A more capable weather radar and comms systems for the CH-53K to me infers that there were some very specific requests or requirements. I’m not sure if that would have extended to a specific engine but it would seem more likely to me that an engine upgrade would be considered as a mid-life upgrade option and not for a new build that would make the German H-47 a completely separate and orphaned variant.

Re: Germany To Choose Between Chinook And CH-53K

Posted: Wed Jan 15, 2020 11:26 pm
by texl1649
LOL, the Germans can’t maintain any of their existing aircraft remotely reliably, so they are requesting/specifying special radios and radars (among other things) for their next ones.
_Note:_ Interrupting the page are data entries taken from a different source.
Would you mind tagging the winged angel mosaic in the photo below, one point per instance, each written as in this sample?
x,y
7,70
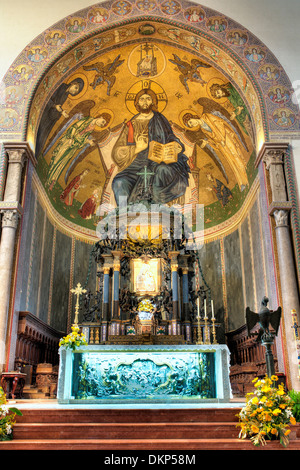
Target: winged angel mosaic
x,y
142,137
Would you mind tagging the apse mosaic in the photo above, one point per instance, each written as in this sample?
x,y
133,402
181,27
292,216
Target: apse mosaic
x,y
215,93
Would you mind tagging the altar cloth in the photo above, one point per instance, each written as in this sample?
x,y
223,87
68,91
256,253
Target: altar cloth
x,y
144,373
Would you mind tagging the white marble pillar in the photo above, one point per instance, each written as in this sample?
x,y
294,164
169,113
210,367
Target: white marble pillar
x,y
289,289
11,211
273,156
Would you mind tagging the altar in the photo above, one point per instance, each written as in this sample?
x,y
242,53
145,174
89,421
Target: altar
x,y
150,329
144,374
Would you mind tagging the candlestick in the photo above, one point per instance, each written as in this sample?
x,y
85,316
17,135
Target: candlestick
x,y
199,332
212,310
77,291
206,331
214,331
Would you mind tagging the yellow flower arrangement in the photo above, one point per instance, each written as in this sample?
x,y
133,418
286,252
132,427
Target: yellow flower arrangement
x,y
267,413
74,339
145,306
7,418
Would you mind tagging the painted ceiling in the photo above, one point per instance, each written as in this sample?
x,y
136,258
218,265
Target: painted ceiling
x,y
202,69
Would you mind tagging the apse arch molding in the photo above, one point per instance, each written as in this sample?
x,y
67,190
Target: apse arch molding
x,y
227,51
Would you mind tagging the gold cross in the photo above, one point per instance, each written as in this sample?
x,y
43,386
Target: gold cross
x,y
77,291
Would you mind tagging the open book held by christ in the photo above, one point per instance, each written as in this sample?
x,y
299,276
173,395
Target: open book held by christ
x,y
166,153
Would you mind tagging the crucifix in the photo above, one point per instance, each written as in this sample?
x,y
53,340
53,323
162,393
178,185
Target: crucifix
x,y
77,291
146,174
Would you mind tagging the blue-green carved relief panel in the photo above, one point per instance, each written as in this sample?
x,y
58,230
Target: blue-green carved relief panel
x,y
139,375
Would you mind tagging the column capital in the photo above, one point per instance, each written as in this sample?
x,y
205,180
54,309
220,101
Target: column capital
x,y
10,218
18,152
271,150
281,217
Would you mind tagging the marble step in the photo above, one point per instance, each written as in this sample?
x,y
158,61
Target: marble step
x,y
138,415
120,431
143,444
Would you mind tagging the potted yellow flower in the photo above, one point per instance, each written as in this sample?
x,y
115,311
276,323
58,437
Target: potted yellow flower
x,y
74,340
267,414
7,418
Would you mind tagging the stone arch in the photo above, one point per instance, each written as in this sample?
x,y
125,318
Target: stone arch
x,y
58,53
31,66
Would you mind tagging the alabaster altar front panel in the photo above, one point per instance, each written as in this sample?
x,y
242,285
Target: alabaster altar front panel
x,y
147,373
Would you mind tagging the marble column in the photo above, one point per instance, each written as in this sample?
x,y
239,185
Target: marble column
x,y
116,283
105,307
175,326
273,156
11,211
289,288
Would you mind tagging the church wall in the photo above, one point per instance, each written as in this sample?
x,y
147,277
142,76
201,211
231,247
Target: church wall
x,y
210,257
46,271
35,259
28,234
233,279
52,263
61,281
238,268
258,258
84,265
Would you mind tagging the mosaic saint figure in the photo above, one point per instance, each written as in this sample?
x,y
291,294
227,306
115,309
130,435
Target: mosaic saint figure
x,y
77,137
132,154
220,135
54,111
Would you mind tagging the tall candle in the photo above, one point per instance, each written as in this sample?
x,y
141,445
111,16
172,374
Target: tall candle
x,y
212,310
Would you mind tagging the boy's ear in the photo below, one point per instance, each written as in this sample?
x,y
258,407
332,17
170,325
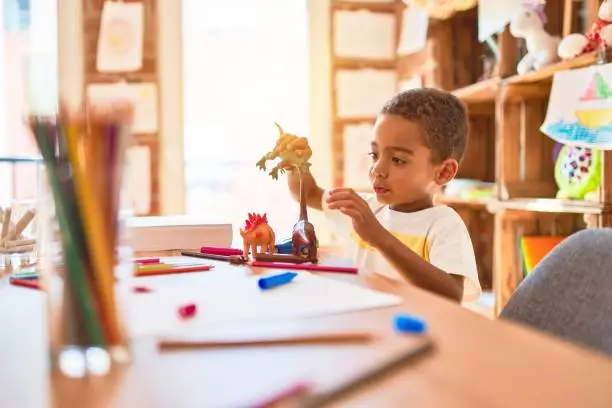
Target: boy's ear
x,y
447,171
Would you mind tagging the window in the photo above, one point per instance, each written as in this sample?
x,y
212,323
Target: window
x,y
246,65
28,83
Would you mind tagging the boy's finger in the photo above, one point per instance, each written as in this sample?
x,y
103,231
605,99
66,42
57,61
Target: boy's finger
x,y
354,214
343,203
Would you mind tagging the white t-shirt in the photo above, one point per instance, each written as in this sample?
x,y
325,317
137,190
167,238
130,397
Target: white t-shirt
x,y
437,234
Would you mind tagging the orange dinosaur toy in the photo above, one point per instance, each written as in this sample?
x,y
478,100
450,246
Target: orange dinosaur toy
x,y
257,235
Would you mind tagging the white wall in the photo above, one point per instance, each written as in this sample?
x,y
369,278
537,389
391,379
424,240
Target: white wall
x,y
170,69
2,84
70,51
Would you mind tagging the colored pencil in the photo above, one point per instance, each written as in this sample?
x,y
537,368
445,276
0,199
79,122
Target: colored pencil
x,y
233,259
220,251
249,341
171,270
147,261
84,154
26,283
306,267
289,394
160,265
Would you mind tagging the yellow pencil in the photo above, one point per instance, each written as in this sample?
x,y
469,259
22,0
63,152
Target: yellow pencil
x,y
95,229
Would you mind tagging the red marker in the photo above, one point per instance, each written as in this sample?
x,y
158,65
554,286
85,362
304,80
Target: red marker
x,y
146,261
The Chinooks have a lot of stuff hanging/protruding from them nowadays, I imagine the T408 is somewhat inevitable for much of the US Army fleet at this point over the next 10 years, it’s hardly likely to be an orphan, imho.

https://www.thedrive.com/the-war-zone/3 ... res-system

Re: Germany To Choose Between Chinook And CH-53K

Posted: Wed Jan 15, 2020 11:42 pm
by Ozair
texl1649 wrote:
The Chinooks have a lot of stuff hanging/protruding from them nowadays, I imagine the T408 is somewhat inevitable for much of the US Army fleet at this point over the next 10 years, it’s hardly likely to be an orphan, imho.

I agree that a T408 is an eventuality for the US Army CH-47 fleet but for the Germans to start that process and be the sole operator for a period of time seems a larger risk than the benefits the T408 would provide. Better to have the US do all the work and then leverage the benefits for a much smaller cost later.

Re: Germany To Choose Between Chinook And CH-53K

Posted: Thu Jan 16, 2020 1:06 am
by bikerthai
Did I read it right that they will also sub out the maintenance contract to pay for mission readiness?

If that is the case, then the CH-47 may have the advantage there with support contracts from India to England giving it the benefit of more availability of spares.

bt

Re: Germany To Choose Between Chinook And CH-53K

Posted: Thu Jan 30, 2020 11:09 am
by keesje
The CH-53G fleet averages an age of 48.5 years (!)

Boeing opened a german webside.

Image
https://www.boeing.de/chinook

Image

Bids are in. https://www.flightglobal.com/helicopter ... 38.article

Airbus helicopter and Leonardo have been side lined, something new would take to much time, money, risk.

Re: Germany To Choose Between Chinook And CH-53K

Posted: Thu Jan 30, 2020 12:35 pm
by texl1649
Yes they are ancient 70’s-era machines. Readiness per 2019 report is around 25% which is actually very good for the Luftwaffe of today.

“ Parts on PUMA are obtained via cannibalisation. Readiness ~25%.
-NH-90 helo readiness just a fraction of airframes (no details). Project 134 months behind schedule, 1.3 billion over budget.
-CH-53 readiness of 71 airframes at 25%. Tornado 93 airframes, less than 25% operational.
-A400M now at 31 aircraft. Despite some positive reports target of 7,200 flying hours missed, only 3.700 hrs done. 148 months behind FOC milestone, 1.6 billion over budget.
-Navy: Massive delays in maintenance b/c once hulls are in yard, the repair log explodes.”

https://twitter.com/alexluck9/status/12 ... 49568?s=21

I came across this here, a USN-focused blog as the hollow force implications are also a challenge on the other side of the pond right now as well. I believe readiness should be a top priority in any future acquisitions for this program, and perhaps they have a plan via outsourced support/maintenance agreements to do much better with the future helicopter chosen.